I am wondering, why are Automorphism needed in Galois theory, why is it not enough that we have group homomorhisms $f$, that obey $$f(a+b)=f(a)+f(b)$$ and $$f(a\cdot b)=f(a)\cdot f(b)$$ where both $x$ and $f(x)$ are in the same field, and $f(0)=0$ and $f(1)=1$.

In other words, why do the mappings in question, $f$, have to be bijective, alongside obeying the above two properties, ie. why do they have to be isomorphisms, not just homomorphisms.

I have read this answer, but I still wonder about this.

Answer 1

As Arthur said, automorphisms form a group but endomorphisms won't. This is used heavily in Galois theory.
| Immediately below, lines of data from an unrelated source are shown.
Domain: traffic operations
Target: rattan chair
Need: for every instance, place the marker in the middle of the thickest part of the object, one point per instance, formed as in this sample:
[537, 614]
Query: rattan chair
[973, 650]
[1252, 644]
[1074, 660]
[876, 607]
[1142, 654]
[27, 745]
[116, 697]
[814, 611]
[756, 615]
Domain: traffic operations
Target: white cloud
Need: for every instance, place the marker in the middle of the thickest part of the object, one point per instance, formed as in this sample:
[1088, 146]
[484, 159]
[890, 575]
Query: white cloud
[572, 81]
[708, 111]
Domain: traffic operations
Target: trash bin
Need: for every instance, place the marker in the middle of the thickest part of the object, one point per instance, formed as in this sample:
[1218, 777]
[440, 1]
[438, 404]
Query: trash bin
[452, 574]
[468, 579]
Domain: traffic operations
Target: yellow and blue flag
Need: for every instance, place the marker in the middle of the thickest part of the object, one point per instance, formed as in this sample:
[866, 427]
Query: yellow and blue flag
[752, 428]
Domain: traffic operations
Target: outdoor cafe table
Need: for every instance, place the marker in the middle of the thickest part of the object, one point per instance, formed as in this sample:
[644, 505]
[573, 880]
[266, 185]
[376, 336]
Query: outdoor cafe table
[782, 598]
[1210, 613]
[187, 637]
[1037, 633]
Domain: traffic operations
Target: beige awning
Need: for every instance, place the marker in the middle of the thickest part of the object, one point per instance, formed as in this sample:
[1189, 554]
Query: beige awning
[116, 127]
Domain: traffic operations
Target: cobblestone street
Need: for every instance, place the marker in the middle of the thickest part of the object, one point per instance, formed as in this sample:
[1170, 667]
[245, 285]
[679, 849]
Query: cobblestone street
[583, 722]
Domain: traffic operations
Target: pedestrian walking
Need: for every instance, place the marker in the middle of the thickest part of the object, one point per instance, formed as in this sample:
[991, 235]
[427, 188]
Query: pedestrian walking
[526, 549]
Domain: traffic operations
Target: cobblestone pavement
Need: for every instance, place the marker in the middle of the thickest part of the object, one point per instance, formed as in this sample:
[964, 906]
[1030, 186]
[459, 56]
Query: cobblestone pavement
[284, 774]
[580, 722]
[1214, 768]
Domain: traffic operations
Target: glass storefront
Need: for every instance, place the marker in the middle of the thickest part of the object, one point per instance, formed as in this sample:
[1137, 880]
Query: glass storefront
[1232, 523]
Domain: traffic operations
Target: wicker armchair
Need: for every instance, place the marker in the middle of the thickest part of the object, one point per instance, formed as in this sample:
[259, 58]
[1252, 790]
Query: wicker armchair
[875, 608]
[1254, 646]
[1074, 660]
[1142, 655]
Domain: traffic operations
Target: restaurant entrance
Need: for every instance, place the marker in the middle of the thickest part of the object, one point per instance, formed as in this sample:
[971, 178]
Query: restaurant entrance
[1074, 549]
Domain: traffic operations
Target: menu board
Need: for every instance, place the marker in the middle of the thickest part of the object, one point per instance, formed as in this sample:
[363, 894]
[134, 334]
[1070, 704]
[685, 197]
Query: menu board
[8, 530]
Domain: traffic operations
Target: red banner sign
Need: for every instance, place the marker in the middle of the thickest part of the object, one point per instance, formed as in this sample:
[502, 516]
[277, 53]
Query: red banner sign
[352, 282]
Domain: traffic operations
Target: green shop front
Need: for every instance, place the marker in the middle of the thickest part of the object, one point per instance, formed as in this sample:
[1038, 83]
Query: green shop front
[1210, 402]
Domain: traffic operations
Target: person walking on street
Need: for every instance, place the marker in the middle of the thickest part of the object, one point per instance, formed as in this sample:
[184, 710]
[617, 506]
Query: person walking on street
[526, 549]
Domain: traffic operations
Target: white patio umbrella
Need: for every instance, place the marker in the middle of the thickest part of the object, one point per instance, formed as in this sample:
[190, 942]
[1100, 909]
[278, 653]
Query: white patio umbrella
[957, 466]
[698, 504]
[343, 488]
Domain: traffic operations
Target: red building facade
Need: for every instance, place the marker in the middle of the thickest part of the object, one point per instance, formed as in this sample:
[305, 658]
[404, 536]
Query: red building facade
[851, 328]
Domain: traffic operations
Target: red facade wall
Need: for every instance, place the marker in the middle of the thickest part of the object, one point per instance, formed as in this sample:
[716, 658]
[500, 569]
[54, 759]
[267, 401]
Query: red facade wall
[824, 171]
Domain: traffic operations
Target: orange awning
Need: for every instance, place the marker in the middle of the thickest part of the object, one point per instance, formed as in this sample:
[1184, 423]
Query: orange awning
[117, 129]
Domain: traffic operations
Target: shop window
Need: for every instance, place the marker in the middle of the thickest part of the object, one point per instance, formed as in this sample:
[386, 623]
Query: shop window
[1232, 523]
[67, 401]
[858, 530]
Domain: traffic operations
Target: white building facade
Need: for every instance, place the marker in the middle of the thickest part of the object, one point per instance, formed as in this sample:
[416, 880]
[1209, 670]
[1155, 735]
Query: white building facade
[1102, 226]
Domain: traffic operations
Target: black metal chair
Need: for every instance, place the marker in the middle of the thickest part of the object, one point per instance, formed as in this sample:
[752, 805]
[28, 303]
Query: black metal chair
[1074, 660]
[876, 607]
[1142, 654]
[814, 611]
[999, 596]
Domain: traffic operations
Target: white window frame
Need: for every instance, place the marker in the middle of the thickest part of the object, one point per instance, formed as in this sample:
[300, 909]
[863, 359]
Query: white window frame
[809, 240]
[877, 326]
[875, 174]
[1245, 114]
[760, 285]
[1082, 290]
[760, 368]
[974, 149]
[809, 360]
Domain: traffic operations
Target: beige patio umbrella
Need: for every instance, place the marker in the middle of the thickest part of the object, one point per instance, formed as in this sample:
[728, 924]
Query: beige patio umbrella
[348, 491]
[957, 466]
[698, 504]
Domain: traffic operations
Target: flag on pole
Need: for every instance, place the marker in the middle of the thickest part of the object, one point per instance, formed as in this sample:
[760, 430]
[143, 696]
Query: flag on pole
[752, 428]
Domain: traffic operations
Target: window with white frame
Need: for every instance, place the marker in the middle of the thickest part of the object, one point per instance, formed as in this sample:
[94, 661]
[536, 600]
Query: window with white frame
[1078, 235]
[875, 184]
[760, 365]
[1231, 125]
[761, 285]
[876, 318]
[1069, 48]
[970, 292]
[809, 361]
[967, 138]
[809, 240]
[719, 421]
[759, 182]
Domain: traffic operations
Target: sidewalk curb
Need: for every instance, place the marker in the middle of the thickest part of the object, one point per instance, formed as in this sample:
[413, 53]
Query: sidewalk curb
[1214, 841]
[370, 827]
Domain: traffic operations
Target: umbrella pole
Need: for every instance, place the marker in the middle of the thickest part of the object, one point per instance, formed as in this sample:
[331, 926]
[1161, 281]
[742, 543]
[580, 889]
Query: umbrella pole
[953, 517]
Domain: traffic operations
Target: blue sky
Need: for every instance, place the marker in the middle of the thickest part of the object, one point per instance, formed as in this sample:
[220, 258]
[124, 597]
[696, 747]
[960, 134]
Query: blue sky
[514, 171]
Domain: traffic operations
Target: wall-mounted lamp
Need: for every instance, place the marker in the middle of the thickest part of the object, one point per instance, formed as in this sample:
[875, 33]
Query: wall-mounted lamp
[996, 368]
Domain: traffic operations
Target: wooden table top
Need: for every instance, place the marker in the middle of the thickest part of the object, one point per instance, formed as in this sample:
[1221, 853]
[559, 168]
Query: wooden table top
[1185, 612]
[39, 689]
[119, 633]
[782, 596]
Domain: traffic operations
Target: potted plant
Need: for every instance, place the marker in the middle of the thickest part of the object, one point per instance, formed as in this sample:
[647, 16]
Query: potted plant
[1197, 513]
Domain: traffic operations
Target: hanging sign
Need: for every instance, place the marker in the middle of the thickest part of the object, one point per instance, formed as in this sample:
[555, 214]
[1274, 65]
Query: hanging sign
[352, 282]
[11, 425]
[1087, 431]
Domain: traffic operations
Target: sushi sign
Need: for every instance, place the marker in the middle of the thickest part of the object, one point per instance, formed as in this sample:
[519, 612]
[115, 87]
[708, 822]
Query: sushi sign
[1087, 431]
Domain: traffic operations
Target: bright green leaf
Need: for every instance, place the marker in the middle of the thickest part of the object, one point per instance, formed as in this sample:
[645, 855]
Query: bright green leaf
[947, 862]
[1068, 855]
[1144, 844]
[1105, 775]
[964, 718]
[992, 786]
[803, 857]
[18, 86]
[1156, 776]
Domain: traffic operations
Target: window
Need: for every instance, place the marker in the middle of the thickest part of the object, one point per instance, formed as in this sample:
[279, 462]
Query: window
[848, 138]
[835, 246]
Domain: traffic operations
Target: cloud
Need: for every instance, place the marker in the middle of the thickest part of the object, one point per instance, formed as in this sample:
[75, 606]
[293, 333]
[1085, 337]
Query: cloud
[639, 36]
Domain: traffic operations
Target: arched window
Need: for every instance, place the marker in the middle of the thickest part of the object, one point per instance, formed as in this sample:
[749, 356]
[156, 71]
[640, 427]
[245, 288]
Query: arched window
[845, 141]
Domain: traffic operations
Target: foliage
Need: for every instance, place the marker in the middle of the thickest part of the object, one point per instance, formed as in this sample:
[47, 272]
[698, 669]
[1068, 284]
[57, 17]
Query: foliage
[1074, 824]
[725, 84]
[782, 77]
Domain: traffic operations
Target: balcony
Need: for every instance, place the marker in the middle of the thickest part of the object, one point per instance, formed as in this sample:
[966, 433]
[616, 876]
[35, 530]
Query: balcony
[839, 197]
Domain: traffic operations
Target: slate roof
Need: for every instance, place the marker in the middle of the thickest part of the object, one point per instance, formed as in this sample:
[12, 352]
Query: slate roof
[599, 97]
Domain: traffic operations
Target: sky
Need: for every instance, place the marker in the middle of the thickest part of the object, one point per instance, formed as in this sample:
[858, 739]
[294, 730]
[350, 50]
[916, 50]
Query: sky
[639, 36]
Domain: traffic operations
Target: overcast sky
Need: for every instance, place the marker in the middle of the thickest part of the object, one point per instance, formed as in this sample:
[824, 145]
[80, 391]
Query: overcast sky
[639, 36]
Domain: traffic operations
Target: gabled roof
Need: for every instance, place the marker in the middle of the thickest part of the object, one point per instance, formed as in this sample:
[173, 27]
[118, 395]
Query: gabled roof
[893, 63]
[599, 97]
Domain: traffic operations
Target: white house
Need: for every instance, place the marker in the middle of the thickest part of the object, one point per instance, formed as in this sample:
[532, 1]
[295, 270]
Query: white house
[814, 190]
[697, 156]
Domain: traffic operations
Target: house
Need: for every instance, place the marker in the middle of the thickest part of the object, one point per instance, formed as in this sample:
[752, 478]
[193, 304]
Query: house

Actually an endomorphism of fields is quite often necessarily also surjective (it is always injective, because fields don't have non-trivial ideals, so kernel is trivial). Listing a few cases:

• If $K$ is finite dimensional over its prime field $F$ (either $\Bbb{Q}$ or $\Bbb{F}_p$ for some prime $p$), then $\sigma:K\to K$ is necessarily onto. This is a consequence of rank-nullity. The kernel is trivial, so $\dim_F\sigma(K)=\dim_F(K)$.
• If $K$ is algebraic over $F$ then, again, $\sigma:F\to F$ is always surjective. This is because each and every element of $K$ has only finitely many $F$-conjugates in $K$. Clearly $\sigma$ must stabilize any such set of conjugates, so injectivity (on a finite set!) again implies surjectivity.

OTOH the presence of transcendental elements gives us elbow room.

• The field $\Bbb{Q}(\pi)$ is isomorphic to its proper subfield $\Bbb{Q}(\pi^2)$, so here we have endomorphisms.
• Actually by Lüroth's theorem any intermediate field between $K$ and $K(x)$, $x$ transcental over $K$ is isomorphic to $K(x)$.
• The field $\Bbb{C}$ is isomorphic to some of its carefully selected proper subfields.

Answer 2

Because a set of automorphisms with composition forms a group, and groups are nice. That being said, any ring homomorphism $f:K\to R$ with $f(1)\neq0$ and $K$ a field must be injective, so it's not too restrictive to require it to be surjective as well.

Answer 3

In my experience, the question "What isomorphisms $F \to F$ are there?" is one that actually comes up in mathematics.

The question "What morphisms $F \to F$ are there?", however, only tends to come up when the question is "what morphisms $F \to E$ are there?" and, by happenstance, $F$ and $E$ happen to be the same field; there really isn't interest in the fact the set of morphisms being a monoid.